In a new paper published in the Journal of Geophysical Research: Planets, Sean McMahon from Yale University and colleagues present a “field guide” for scientists engaged in the search for putative fossils on Mars. The authors believe the best place to look for fossils would be in mudstones rich in silica and iron-bearing clays that formed in the ancient lakes and rivers of Mars. Microbial life could also have been preserved in silica or calcite-rich hot spring deposits—although these have yet to be found on Mars—and possibly in salt rocks.
Most of us associate fossils on Earth with the hard remains of shellfish or even bones. But because evolution on Mars most likely stopped with microbial, or at least small, organisms, and did not advance to complex life forms, finding the right environmental conditions for preserving soft bodies is a much more challenging problem.
The search criteria proposed by McMahon and his colleagues are important, because habitable conditions are thought to have existed on Mars billions of years ago. According to one leading model by Alberto Fairén, now at the Centro de Astrobiología in Madrid, Spain, early Mars was cold and wet, not very unlike Antarctica today. In this scenario, dissolved salts in early Martian oceans would have kept water liquid even at subzero (Celsius) temperatures. In another scenario proposed recently by Ramses Ramirez of the Tokyo Institute of Technology and Robert Craddock of the National Air and Space Museum, early Mars may have been wetter and warmer than previously thought, perhaps more similar to the deserts of the American Southwest today.

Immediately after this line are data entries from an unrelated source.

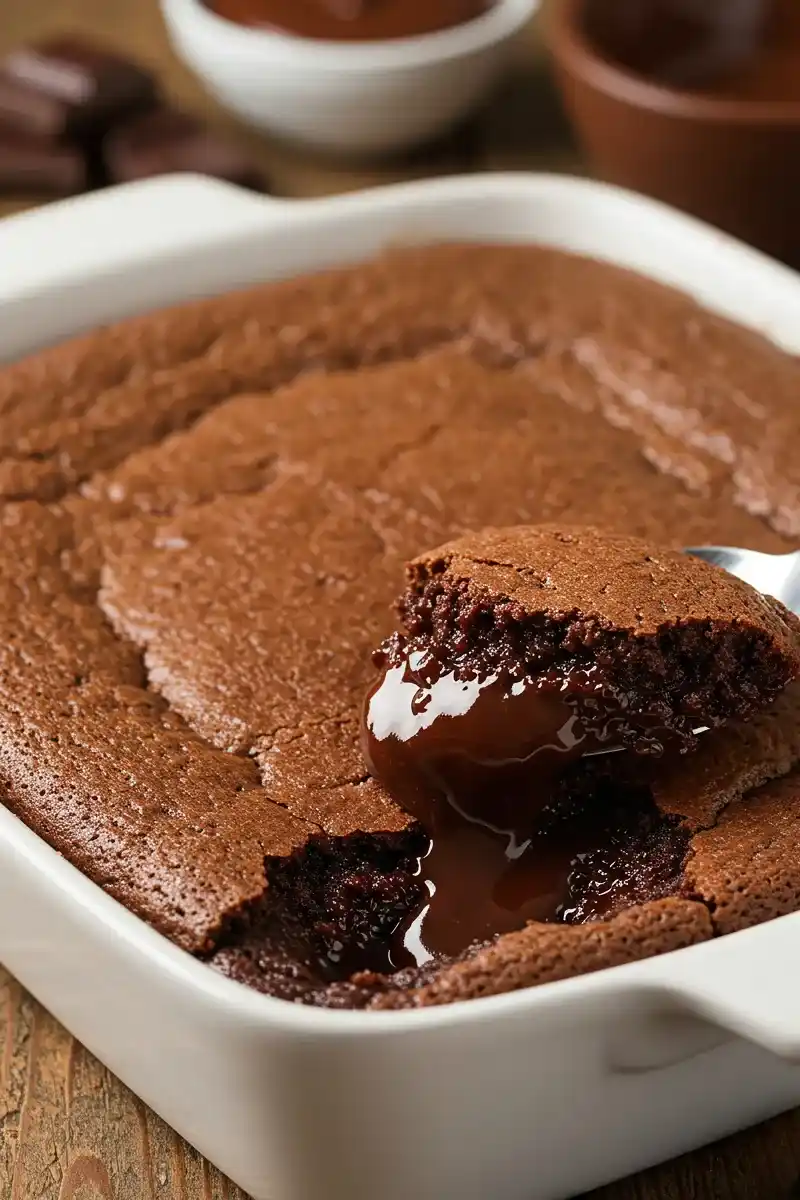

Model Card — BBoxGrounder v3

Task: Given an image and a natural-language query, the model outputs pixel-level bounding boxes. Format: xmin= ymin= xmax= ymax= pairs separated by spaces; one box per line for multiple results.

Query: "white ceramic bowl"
xmin=161 ymin=0 xmax=540 ymax=155
xmin=0 ymin=174 xmax=800 ymax=1200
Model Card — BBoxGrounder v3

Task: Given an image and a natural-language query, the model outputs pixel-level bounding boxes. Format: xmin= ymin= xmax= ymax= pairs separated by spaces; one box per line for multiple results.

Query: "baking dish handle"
xmin=648 ymin=913 xmax=800 ymax=1063
xmin=0 ymin=174 xmax=293 ymax=304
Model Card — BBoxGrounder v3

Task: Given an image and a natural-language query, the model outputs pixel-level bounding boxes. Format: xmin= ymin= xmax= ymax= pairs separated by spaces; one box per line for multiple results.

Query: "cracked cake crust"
xmin=0 ymin=246 xmax=800 ymax=1004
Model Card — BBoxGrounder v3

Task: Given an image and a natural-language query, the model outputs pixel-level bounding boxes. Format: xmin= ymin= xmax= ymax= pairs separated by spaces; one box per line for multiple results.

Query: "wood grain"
xmin=0 ymin=0 xmax=800 ymax=1200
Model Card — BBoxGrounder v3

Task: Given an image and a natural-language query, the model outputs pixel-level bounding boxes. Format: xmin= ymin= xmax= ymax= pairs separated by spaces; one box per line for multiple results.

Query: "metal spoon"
xmin=584 ymin=546 xmax=800 ymax=758
xmin=686 ymin=546 xmax=800 ymax=616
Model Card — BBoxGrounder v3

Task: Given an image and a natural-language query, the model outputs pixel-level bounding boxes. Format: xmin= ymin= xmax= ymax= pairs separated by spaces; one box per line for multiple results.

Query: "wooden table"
xmin=0 ymin=0 xmax=800 ymax=1200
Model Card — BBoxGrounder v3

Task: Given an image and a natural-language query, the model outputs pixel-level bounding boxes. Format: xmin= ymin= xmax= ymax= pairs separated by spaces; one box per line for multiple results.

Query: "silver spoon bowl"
xmin=585 ymin=546 xmax=800 ymax=758
xmin=686 ymin=546 xmax=800 ymax=616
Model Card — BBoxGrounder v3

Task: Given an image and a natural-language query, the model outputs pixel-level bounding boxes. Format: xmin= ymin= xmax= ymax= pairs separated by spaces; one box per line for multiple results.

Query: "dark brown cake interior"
xmin=0 ymin=246 xmax=800 ymax=1007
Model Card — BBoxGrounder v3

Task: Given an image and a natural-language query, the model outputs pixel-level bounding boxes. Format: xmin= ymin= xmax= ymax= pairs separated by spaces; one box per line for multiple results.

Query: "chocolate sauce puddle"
xmin=363 ymin=641 xmax=690 ymax=970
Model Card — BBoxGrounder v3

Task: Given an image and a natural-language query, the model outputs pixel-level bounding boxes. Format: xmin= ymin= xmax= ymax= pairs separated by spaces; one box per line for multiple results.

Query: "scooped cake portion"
xmin=0 ymin=238 xmax=800 ymax=1008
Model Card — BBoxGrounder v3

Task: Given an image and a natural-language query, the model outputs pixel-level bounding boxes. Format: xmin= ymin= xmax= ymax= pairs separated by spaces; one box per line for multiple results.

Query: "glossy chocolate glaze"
xmin=363 ymin=640 xmax=675 ymax=967
xmin=209 ymin=0 xmax=492 ymax=42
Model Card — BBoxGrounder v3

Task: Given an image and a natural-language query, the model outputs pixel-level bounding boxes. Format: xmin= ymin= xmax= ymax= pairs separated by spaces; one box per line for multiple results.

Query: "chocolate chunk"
xmin=0 ymin=127 xmax=86 ymax=196
xmin=363 ymin=526 xmax=800 ymax=966
xmin=0 ymin=37 xmax=156 ymax=140
xmin=103 ymin=108 xmax=264 ymax=191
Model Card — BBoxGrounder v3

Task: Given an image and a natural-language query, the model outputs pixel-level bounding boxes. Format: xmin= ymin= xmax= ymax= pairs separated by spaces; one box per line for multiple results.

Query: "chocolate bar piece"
xmin=0 ymin=126 xmax=86 ymax=196
xmin=103 ymin=108 xmax=265 ymax=191
xmin=0 ymin=37 xmax=156 ymax=140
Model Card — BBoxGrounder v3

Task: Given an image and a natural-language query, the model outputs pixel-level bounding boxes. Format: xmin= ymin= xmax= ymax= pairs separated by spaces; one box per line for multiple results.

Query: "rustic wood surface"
xmin=0 ymin=0 xmax=800 ymax=1200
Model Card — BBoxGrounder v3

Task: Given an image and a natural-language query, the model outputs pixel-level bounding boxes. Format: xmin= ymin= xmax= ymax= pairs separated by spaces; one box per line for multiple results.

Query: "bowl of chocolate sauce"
xmin=162 ymin=0 xmax=539 ymax=156
xmin=547 ymin=0 xmax=800 ymax=266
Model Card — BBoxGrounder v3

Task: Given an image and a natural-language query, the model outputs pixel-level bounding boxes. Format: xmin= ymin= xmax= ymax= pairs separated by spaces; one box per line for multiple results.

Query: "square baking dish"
xmin=0 ymin=175 xmax=800 ymax=1200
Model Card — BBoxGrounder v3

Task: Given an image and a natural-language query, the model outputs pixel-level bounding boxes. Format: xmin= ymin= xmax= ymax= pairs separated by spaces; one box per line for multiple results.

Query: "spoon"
xmin=686 ymin=546 xmax=800 ymax=616
xmin=584 ymin=546 xmax=800 ymax=758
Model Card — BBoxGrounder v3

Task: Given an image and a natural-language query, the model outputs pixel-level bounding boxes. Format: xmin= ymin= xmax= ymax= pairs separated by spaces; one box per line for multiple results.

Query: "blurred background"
xmin=0 ymin=0 xmax=800 ymax=264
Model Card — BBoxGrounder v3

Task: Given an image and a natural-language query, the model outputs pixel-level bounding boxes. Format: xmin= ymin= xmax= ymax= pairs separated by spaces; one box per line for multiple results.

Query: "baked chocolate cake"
xmin=0 ymin=246 xmax=800 ymax=1007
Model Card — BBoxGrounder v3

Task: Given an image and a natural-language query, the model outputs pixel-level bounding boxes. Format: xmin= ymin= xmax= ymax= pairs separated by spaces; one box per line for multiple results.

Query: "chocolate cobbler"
xmin=0 ymin=246 xmax=800 ymax=1009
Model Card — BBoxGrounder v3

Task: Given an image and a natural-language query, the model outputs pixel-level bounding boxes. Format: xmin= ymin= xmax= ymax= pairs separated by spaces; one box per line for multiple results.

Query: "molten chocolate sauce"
xmin=587 ymin=0 xmax=800 ymax=101
xmin=363 ymin=650 xmax=669 ymax=967
xmin=207 ymin=0 xmax=493 ymax=42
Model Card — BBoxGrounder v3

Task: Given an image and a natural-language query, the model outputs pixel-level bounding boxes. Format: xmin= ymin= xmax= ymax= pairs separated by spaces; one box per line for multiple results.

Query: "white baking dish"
xmin=0 ymin=176 xmax=800 ymax=1200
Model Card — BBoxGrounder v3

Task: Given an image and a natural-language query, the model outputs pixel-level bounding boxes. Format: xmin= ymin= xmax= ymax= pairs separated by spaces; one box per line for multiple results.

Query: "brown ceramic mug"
xmin=546 ymin=0 xmax=800 ymax=266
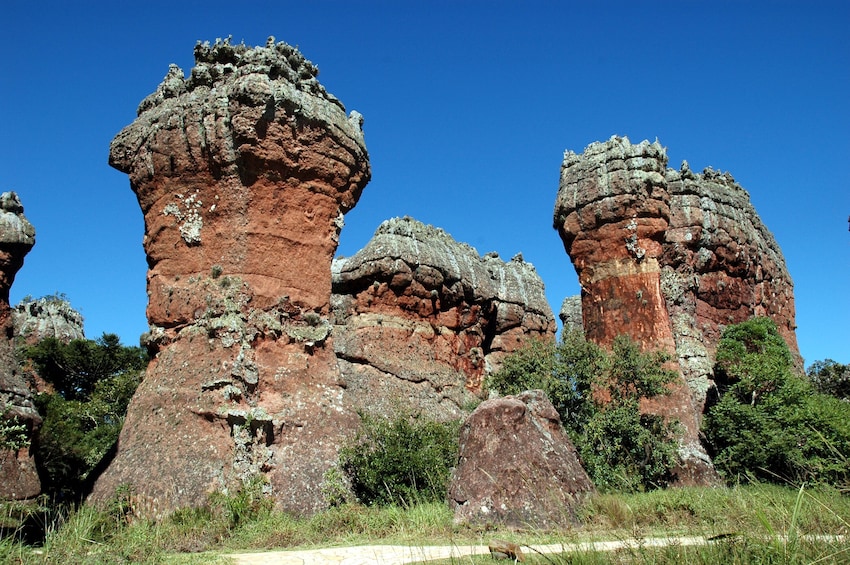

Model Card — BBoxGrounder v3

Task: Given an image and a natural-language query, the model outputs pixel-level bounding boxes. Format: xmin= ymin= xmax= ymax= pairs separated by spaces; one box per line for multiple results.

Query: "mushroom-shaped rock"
xmin=333 ymin=217 xmax=555 ymax=419
xmin=554 ymin=137 xmax=799 ymax=484
xmin=92 ymin=38 xmax=370 ymax=514
xmin=0 ymin=192 xmax=41 ymax=500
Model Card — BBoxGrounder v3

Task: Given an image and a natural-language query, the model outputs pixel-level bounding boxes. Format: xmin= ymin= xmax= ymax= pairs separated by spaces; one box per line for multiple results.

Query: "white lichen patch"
xmin=162 ymin=190 xmax=204 ymax=245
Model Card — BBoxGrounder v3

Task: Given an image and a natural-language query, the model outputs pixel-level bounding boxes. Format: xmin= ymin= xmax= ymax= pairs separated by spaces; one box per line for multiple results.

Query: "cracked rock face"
xmin=12 ymin=296 xmax=86 ymax=345
xmin=449 ymin=390 xmax=595 ymax=528
xmin=0 ymin=192 xmax=41 ymax=500
xmin=333 ymin=218 xmax=555 ymax=419
xmin=93 ymin=38 xmax=370 ymax=515
xmin=554 ymin=137 xmax=799 ymax=484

Scientists haven’t yet resolved which of these scenarios for early Mars is right, but either way, enough liquid water should have been present for microbial life to have gained a foothold. And once that happened, life probably was pervasive in Martian water bodies early in the planet’s history.
The question of where to find possible fossils also affects our plans for missions to bring samples of Martian sediment back to Earth, as discussed at the recent 2nd International Mars Sample Return Conference. If there was an early biosphere on Mars—and we have many hints that this was so—could life exist there today, perhaps hunkering down in small environmental niches, still feeding and occasionally reproducing? It may very well be so. Once life gains a foothold on a planet, it can be hard to get rid of, not unlike the pests that invade your kitchen or bedroom here on Earth.